The wolf nods. "It's crossed our minds," he says. "I don't suppose there's any point in saying you're wrong."
"I'm sorry," the Doctor says. The wolf scowls.
"No you aren't," he says, and his mate's arms tighten around their son. The boy shifts, looking for comfort, but he doesn't wake; he's obviously become use to sleeping in his parents' arms. "You say that. I imagine you say it a lot. But after a few decades of watching people die, of sacrificing the few to save everyone else – you don't even know what sorry is anymore."
And truth be told, there's something to that.
"I never wanted it to end like this," the Doctor tries again, and this time the wolf lets him go. He steps back, wraps an arm around his son and his mate, rests his forehead against the side of his head and watches his son sleep.
"It doesn't matter," he says, and his voice is hollow as he reaches out, stroking his son's hair. "It has to end your way, or not at all. Doesn't it."
It's a rhetorical statement, but the Doctor's never been one for rhetorical statements.
"Yes," he says. "It does."
The boy shifts again, blinking awake, and looks up at his parents.
"Alpha Daddy," he murmurs. "This is Very Upsetting?"
His father swallows; the Doctor can see his Adam's apple bobbing up and down. "Yeah, kid," he says. "Go back to sleep."
The boy glances at the wolf, and curls closer to his father. "Alpha Daddy, why is Papa crying?"
The Doctor places one hand on his head, and this time no one stops him.
When Merlin sleeps, he dreams.
He dreams of laughing wolves and dancing fire, and of watching quick fingers slip colorful boxes in strange metal wheelbarrows. He dreams of affectionate growling and being swung so high and fast that he almost feels like he's flying, and of sad eyes and blue boxes that are too loud and wake him up and take him away from his pack, and large hands that ruffle his hair and make him forget.

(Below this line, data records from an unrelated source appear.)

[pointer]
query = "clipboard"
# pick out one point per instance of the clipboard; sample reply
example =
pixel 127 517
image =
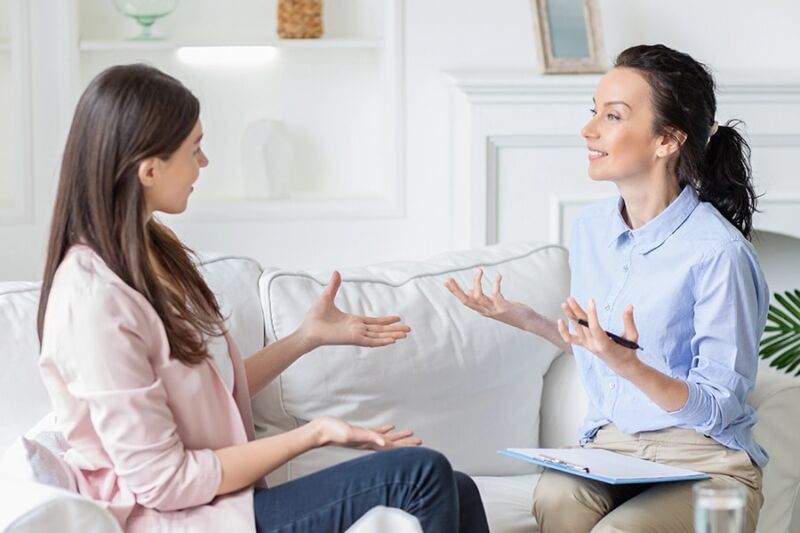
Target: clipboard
pixel 603 465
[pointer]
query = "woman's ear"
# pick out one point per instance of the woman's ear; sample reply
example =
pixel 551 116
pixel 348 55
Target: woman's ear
pixel 147 172
pixel 670 143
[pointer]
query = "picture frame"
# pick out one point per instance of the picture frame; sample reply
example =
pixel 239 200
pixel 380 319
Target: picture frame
pixel 569 36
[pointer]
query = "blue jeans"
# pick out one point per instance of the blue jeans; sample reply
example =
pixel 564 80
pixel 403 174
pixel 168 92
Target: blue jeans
pixel 419 481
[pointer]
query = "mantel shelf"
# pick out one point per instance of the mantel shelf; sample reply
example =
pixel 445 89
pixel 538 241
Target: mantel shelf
pixel 92 45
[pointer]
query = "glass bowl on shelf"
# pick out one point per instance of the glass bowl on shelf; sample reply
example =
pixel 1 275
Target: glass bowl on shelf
pixel 145 12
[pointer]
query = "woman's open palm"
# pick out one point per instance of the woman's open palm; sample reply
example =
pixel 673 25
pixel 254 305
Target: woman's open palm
pixel 494 306
pixel 326 324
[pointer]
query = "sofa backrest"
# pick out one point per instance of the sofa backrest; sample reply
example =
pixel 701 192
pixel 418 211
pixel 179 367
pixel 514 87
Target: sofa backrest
pixel 24 399
pixel 466 384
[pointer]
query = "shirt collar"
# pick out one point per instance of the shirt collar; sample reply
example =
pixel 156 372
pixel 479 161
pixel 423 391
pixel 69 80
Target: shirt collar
pixel 655 232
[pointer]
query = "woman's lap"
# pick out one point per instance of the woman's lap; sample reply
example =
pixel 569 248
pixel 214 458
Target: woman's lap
pixel 417 480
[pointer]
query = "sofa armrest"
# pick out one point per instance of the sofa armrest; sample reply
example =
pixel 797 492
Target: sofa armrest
pixel 776 398
pixel 29 506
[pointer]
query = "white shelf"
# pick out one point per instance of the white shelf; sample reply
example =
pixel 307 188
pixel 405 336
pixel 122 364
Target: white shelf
pixel 322 43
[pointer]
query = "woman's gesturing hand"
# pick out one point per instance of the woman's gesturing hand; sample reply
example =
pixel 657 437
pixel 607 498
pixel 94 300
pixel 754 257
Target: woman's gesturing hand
pixel 495 306
pixel 334 431
pixel 326 324
pixel 594 338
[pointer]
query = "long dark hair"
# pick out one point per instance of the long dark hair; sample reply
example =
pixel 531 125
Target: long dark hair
pixel 127 114
pixel 683 99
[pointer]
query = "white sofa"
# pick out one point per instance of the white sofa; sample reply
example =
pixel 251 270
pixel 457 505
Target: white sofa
pixel 467 385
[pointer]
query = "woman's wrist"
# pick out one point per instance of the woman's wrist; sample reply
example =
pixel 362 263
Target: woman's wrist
pixel 534 322
pixel 306 339
pixel 316 434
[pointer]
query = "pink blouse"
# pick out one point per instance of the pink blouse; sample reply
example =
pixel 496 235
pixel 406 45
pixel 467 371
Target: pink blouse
pixel 142 427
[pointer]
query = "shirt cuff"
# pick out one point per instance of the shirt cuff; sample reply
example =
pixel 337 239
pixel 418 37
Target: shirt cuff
pixel 693 406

He used to wake up weeping after those nights. But he's almost thirteen now, tall and wiry, and he knows that crying out will only cause problems for his mother, so when he feels himself start to cry he bites his tongue until he can almost taste blood.
Then he rolls over, and buries his face in the hard brick of his pillow, breathing in the smells of old ash and straw and wood, feeling the coarse cloth of the blanket over his neck and the shallow warmth of the dying fire at his feet, and tries to remember that this place is his home, and that he's safe here, with his mother and with the people of the village.
Two and a half millennium and thousands of miles away, Stiles Stilinski leans his head into Derek's shoulder as they open their eyes to a life returned to normal, and try to pretend that their world hasn't come crashing to a sudden, violent end.